What to expect flying from Macon to the Baltimore-Washington airport
Since Contour Airlines arrived in Macon two years ago one of its most frequent fliers has been Michael Dean with more than 90 trips under his belt.
Dean, who travels for business, will have many more opportunities to fly between Macon and the Washington, D.C., with the service expected to continue for at least another four years.
Middle Georgia Regional Airport and Contour Airlines have been approved for a $19.5 million federal grant that would subsidize the service to Baltimore-Washington International Thurgood Marshall Airport from August 2019 to September 2023.
The Macon-Bibb County Commission is scheduled to vote in June to extend the service with Contour.
Dean says Contour’s flight service is comparable to the best he has experienced flying with other commercial airlines.
“I would say the customer service is even better because of the size of the flight and the personal attention,” he said.
Contour brought back commercial flight service to the Macon-Bibb airport in 2017 after a $4.7 million annual subsidy from the U.S. Department of Transportation was awarded over a two-year period.

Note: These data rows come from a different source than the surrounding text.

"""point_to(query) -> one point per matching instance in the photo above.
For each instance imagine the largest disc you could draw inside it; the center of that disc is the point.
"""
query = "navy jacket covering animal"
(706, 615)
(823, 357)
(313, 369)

There were 6,852 passengers who boarded planes at the regional airport from January-May 2019. The flights have been more than 80% full during that period, according to Macon-Bibb County.
The Essential Air Service program’s subsidies allow airlines to keep their fares lower. There are 175 communities that depend on the program in order to have scheduled air service, according to the U.S. Department of Transportation.

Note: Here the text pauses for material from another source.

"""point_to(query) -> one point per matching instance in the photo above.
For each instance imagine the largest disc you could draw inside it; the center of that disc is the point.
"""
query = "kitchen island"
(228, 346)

The Middle Georgia airport has also had success with the Sun Country casino charter flights, which has two flights scheduled for June and July.
The airport also will receive a $1 million grant for various improvements after having more than 10,000 passengers board planes in 2018.
Contour’s service filled the void left by the departure of Silver Airways in 2014 after nine months operating at the regional airport. Prior to that, Georgia Skies left after having fewer than 500 passengers in 2012 and experiencing issues with delays and cancellations.
Another Contour flight service that operated out of the regional airport ended in February after a limited-run. The flights to Tampa, Florida, were not part of the Essential Air Service program.
Macon resident Juawn Jackson said flying out of the regional airport keeps people from having to go through the hassle at Hartsfield–Jackson Atlanta International Airport.
“You don’t have to be surrounded by so many people to get to your destination in Washington, D.C., in a timely and safe manner,” the 25-year-old said.